People are a lot like plants. Some are annuals – showy and fragrant, but needy. They throw themselves profligately into the landscape and, with the fading of their season, gently die. And some are perennials – unobtrusive and subtle and sturdy. They soften the edges and thrive in the shade and, with the fading of their season, they die back, but they don’t die.
Annuals. Perennials. Neither a garden nor a life is complete without both.
Copyright 2010
To have been planted by someone who really doesn’t know a lot about gardening, the hostas did pretty well. Toward the end of the summer, though, a couple browned-up and died. Just died. I was disappointed. I’d been prepared by Martha Stewart, who turned the lowly hosta into the rock star of yard plantings, to expect hardiness. I’d convinced myself that out of the reach of the scorching sun and with water dripping off the roof directly onto their heads after every rain shower the hostas would survive.
It was difficult not to see it as some kind of sign.
The year turned and as spring made her leisurely way back to south Georgia, I became acutely aware of how ugly was the empty bed where the hostas had lived. I started wondering if maybe I should just load up on some pea gravel and spread it out like one big hosta headstone.

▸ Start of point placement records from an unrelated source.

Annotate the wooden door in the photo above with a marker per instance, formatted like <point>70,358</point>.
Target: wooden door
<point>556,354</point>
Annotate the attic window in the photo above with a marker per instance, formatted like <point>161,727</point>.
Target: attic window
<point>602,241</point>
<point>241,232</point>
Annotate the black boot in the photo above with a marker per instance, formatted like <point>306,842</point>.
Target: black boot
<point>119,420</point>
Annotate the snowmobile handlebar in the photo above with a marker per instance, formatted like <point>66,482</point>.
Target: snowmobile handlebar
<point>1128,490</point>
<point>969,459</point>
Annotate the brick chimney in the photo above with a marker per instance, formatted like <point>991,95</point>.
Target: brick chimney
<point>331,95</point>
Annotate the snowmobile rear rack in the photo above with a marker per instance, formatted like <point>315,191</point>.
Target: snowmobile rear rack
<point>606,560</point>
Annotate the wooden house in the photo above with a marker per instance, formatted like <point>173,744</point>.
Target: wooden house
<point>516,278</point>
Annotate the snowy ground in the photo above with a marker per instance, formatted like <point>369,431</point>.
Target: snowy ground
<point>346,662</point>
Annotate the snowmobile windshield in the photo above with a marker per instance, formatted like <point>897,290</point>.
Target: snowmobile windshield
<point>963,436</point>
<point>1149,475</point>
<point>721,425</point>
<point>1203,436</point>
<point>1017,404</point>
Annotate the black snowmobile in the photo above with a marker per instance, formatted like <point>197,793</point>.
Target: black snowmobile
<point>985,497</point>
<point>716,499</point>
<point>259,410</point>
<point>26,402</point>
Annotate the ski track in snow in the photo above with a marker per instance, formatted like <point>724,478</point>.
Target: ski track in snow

And, then, a couple of Sunday afternoons ago, home from a weekend trip out of town and headed outside to refill the hummingbird feeders, something caught my eye. Something green. And pointy. Looking closer I could tell it was one of my heretofore-assumed-dead hostas pushing up through the dirt.
Glory be!
I looked closer. There was another one. And another one. Six in all! I sat down on the edge of the carport and cried. It was a week after Easter, but I was witness to a resurrection! By the next morning, a total of 10 plants had, in varying heights, stood up from their slumber, stretched their arms and yawned into the sunlight.
Enthusiasm seized me. I rushed to town to buy four more to fill in the gaps in the bed. It was beautiful. I counted them twice like a child with her Easter eggs.
The next morning I hurried out the door, briefcase and pocketbook and gym bag dangling in a tangle from my arms, and, once again, something caught my eye. This time, though, it wasn’t a hosta in broad-leafed glory, but a hosta in gnawed-off ruin. I couldn’t be sure which of my neighbors had made a salad bar of my perennials, but thought it might be the armadillos who had already, in the side yard, produced more holes than the sales staff at Claire’s.
Upon consultation with Daddy, however, it appeared that the uninvited dinner guests were more likely to be rabbits than armadillos. After discussion with my friend David who, for reasons that cannot be explained, knows about such things, I found myself on Sunday afternoon sprinkling cayenne and black peppers over the flat green leaves, preparatorily dampened so that the spices might stick.
It was hard to tell the next morning whether the garnish had deterred any munching. What was easier to tell, though, was the fact that the first-chewed plants were already re-emerging. Once again the rolled up leaves were thrusting themselves into the open air. Once again they were reminding me that apparent death is often just that – apparent, not actual. They had survived the natural cycle of the seasons and now they were surviving predation.
People are a lot like plants. Some are annuals – showy and fragrant, but needy. They throw themselves profligately into the landscape and, with the fading of their season, gently die. And some are perennials – unobtrusive and subtle and sturdy. They soften the edges and thrive in the shade and, with the fading of their season, they die back, but they don’t die.
Annuals. Perennials. Neither a garden nor a life is complete without both.